In cell biology, meiomitosis is an aberrant cellular division pathway that combines normal mitosis pathways with ectopically expressed meiotic machinery resulting in genomic instability.[1]
During meiosis, there are 2 sets of cell divisions, the second division is similar to mitosis in that sister chromatids are directly separated. However, in the first meiotic division the sister chromatids are held together by cohesins and segregated from their homologous pair of cohesion bound sister chromatids after resolution of recombination crossover points (chiasma) between the homologous pairs. The collision of mitosis and meiosis (first division) pathways could cause abnormal chiasma formation, abnormal cohesion expression, and mitotic/meiotic spindle defects that could result in insertions, deletions, abnormal segregation, DNA bridging, and potentially failure of cell division altogether resulting in polyploidy.
Role in cancer
Meiotic proteins have been noted to be expressed in cancer particularly melanoma[3] and lymphoma.
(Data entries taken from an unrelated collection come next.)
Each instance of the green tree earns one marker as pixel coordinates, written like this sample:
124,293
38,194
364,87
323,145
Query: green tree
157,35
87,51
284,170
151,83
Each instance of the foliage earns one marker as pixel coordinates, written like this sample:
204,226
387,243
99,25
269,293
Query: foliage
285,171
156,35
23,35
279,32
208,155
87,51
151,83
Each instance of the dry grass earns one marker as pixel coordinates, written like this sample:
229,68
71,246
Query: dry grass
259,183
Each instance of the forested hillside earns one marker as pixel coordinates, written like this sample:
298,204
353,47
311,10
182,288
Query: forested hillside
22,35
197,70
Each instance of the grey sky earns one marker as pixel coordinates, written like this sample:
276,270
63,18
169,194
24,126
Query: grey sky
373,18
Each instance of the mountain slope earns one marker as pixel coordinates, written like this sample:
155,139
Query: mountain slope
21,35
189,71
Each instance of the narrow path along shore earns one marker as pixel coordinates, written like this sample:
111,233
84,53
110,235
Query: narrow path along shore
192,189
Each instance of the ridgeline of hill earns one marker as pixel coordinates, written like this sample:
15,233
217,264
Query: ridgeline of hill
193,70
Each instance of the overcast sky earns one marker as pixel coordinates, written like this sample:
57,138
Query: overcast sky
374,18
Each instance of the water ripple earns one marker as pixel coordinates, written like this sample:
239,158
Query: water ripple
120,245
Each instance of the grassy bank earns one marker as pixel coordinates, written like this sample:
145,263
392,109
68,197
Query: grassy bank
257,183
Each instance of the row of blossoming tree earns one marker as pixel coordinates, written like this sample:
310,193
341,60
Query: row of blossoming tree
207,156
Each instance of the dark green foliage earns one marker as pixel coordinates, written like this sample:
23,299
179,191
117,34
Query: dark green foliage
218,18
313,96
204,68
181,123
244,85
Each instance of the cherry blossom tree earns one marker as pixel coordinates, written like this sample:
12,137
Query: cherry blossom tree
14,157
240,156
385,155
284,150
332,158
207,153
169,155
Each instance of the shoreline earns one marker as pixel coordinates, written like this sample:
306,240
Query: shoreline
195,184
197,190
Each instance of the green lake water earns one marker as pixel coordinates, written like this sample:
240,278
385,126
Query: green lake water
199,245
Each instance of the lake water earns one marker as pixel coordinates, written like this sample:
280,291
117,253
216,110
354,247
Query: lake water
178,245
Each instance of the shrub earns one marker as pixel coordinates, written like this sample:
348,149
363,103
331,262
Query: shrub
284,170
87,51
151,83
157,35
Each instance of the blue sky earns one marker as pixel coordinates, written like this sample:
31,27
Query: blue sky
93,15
In cutaneous T-cell lymphoma meiosis proteins have been shown to be regulated with the cell cycle.[4] Lymphoma cell lines have also been noted to up-regulate meiosis specific genes with irradiation and a correlation with mitotic arrest and polyploidy has been noted.[5] The overall role of meiomitosis in cancer development and evolution has yet to be determined.
Research
Meiomitosis in oogenesis from somatic cells has been demonstrated to generate semi-functional oocytes (egg cells) from human skin fibroblasts.[6] This technique was able to convert diploid somatic cells (with 46 chromosomes) into haploid gametes (with 23 chromosomes) without lengthy induced pluripotent stem cell (iPSC) reprogramming.[7] It combines somatic cell nuclear transfer (SCNT), with chemical and environmental cues to induce chromosome segregation.[8] The researchers removed the nucleus from a donor oocyte and replaced it with the nucleus from a somatic cell, preserving the oocyte's cytoplasm.[9] Next the somatic nucleus, is prompted to undergo meiomitosis, expelling one chromosome set into a polar body (meiotic phase), yielding a haploid oocyte.[6] This is achieved using kinase inhibitors and maturation media, bypassing full meiotic recombination.[10] In a 2025 proof-of-concept study by Oregon Health & Science University researchers, 82 functional oocytes were produced.[6] Fertilized with donor sperm via in vitro fertilization (IVF), 7 (9%) reached the blastocyst stage, forming embryos with diploid genetics.[6][11] The viable embryos showed balanced parental contributions.[6] However, this initial work featured low efficiency, chromosome errors, and ethical concerns such as embryo viability and designer babies.[12][13]